Meistens. Die typischen Nebenwirkungen in der Übersichtsarbeit waren mild und selbstlimitierend: lokale Schmerzen, Rötung, Juckreiz und Brennen. Zwei der 11 Publikationen dokumentierten seltene Ereignisse, weshalb sterile Technik und qualitativ hochwertige Produkte wichtig sind.

Wie wurde Mesotherapie in diesen Studien durchgeführt?

Mit feinen Nadeln der Stärke 28 bis 30 Gauge, etwa 4 mm lang, wobei kleine Mengen in die mittlere Schicht der Kopfhaut injiziert wurden. Die Studie mit den klarsten Zahlen verwendete wöchentliche Anwendungen über 10 Wochen.

Referenzen

1. Aledani EM, Kaur H, Kasapoglu M, et al. "Mesotherapy as a Promising Alternative to Minoxidil for Androgenetic Alopecia: A Systematic Review." Cureus, 2024. PubMed 38841017.

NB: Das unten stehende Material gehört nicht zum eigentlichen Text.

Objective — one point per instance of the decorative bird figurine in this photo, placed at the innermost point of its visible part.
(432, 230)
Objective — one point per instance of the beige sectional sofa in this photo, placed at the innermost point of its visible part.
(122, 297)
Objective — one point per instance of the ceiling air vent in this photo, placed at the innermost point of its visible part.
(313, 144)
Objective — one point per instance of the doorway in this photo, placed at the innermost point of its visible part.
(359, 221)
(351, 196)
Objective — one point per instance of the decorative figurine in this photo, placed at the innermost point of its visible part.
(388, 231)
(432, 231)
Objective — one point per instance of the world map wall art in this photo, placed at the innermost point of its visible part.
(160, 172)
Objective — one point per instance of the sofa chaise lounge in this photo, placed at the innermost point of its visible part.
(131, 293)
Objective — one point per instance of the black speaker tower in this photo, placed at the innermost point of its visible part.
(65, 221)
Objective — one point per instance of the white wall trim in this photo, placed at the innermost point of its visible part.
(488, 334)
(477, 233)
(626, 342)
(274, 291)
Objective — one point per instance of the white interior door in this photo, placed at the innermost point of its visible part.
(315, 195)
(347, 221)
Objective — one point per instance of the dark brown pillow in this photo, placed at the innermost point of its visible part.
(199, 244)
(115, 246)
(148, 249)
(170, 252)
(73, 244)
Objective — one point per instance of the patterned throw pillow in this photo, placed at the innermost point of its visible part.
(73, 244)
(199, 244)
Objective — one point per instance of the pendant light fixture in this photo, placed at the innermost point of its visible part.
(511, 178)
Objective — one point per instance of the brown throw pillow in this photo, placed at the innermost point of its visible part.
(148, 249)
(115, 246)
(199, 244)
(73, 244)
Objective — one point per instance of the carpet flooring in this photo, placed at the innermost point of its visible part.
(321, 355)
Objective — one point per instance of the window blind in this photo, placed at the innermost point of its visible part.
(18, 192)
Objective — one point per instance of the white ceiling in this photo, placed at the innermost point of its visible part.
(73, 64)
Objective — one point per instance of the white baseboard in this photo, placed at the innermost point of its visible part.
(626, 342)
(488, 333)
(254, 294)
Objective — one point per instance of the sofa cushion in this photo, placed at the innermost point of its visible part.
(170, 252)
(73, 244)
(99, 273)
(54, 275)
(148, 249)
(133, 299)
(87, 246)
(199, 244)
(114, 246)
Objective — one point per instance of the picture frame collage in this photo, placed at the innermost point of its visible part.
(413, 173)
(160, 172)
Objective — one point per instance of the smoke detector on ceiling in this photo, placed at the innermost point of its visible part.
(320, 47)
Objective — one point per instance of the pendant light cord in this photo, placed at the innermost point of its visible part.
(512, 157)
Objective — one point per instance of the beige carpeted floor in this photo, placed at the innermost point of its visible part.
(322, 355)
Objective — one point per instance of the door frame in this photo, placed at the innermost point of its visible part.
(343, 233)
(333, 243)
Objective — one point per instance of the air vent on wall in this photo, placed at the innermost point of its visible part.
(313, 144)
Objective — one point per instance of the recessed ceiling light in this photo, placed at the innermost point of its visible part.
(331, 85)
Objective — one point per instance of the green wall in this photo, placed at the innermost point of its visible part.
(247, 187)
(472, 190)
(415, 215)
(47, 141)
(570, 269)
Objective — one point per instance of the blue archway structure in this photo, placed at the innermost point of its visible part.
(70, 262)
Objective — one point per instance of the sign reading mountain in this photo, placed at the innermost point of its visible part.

2. Uzel BP, Takano GH, Chartuni JC, et al. "Intradermal injections with 0.5% minoxidil for the treatment of female androgenetic alopecia: a randomized, placebo-controlled trial." Dermatologic Therapy, 2021. PubMed 33269529.

3. Tang Z, Hu Y, Wang J, et al. "Current application of mesotherapy in pattern hair loss: a systematic review." Journal of Cosmetic Dermatology, 2022. PubMed 35253335.

4. Gupta AK, Polla Ravi S, Wang T, et al. "Systematic review of mesotherapy: a novel avenue for the treatment of hair loss." The Journal of Dermatological Treatment, 2023. PubMed 37558233.